Il 28 Gennaio 1986, dopo aver ritardato la partenza per cinque volte a causa del meteo, la navicella spaziale Challenger partì in direzione del cielo, con tra scintille e un forte boato. Solamente 73 secondi dopo, un errore di sistema fece esplodere la navicella, e i sette membri dell’equipaggio perirono.
Il disastro fu attribuito alla rottura di una guarnizione detta O-ring, della quale si conosceva la vulnerabilità. Persone all’interno dell’agenzia spaziale riferirono che l’errore fatale era da attribuire alla “corsa allo spazio”, alla smania di chi tende ad ignorare precauzioni nella fretta di arrivare a grandi risultati.
La nostra ambiziosa natura umana ci tenta continuamente a compiere scelte mal consigliate. Ma al tempo stesso siamo anche inclini alla paura, cosa che può renderci eccessivamente cauti.
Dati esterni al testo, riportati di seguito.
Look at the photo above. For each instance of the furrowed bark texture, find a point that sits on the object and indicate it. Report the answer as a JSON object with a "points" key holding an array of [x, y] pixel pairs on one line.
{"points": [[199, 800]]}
L’antico popolo degli Israeliti mostra entrambi i tratti. Quando le 12 spie tornarono dalla missione di osservazione della Terra Promessa, 10 di loro parlarono solo di ostacoli (Numeri 13:26-33). “Noi non siamo capaci di salire contro questo popolo, perché è più forte di noi”, dissero (v.31). Dopo una spaventosa ribellione contro il Signore che causò la morte delle 10 spie, il popolo sviluppò improvvisamente una specie di “corsa alla conquista”. Essi dissero: “Eccoci qua; noi saliremo al luogo di cui ha parlato il SIGNORE” (14:40). Senza Dio, questa invasione pianificata al momento sbagliato, fallì miseramente (vv.41-45).
Quando togliamo il nostro sguardo dal Signore, possiamo scivolare verso due estremi. Possiamo affrettarci con impazienza senza Dio, o ritirarci e lamentarci nella paura. Guardare a Lui porta ad un atteggiamento di coraggio, dosato con la Sua saggezza.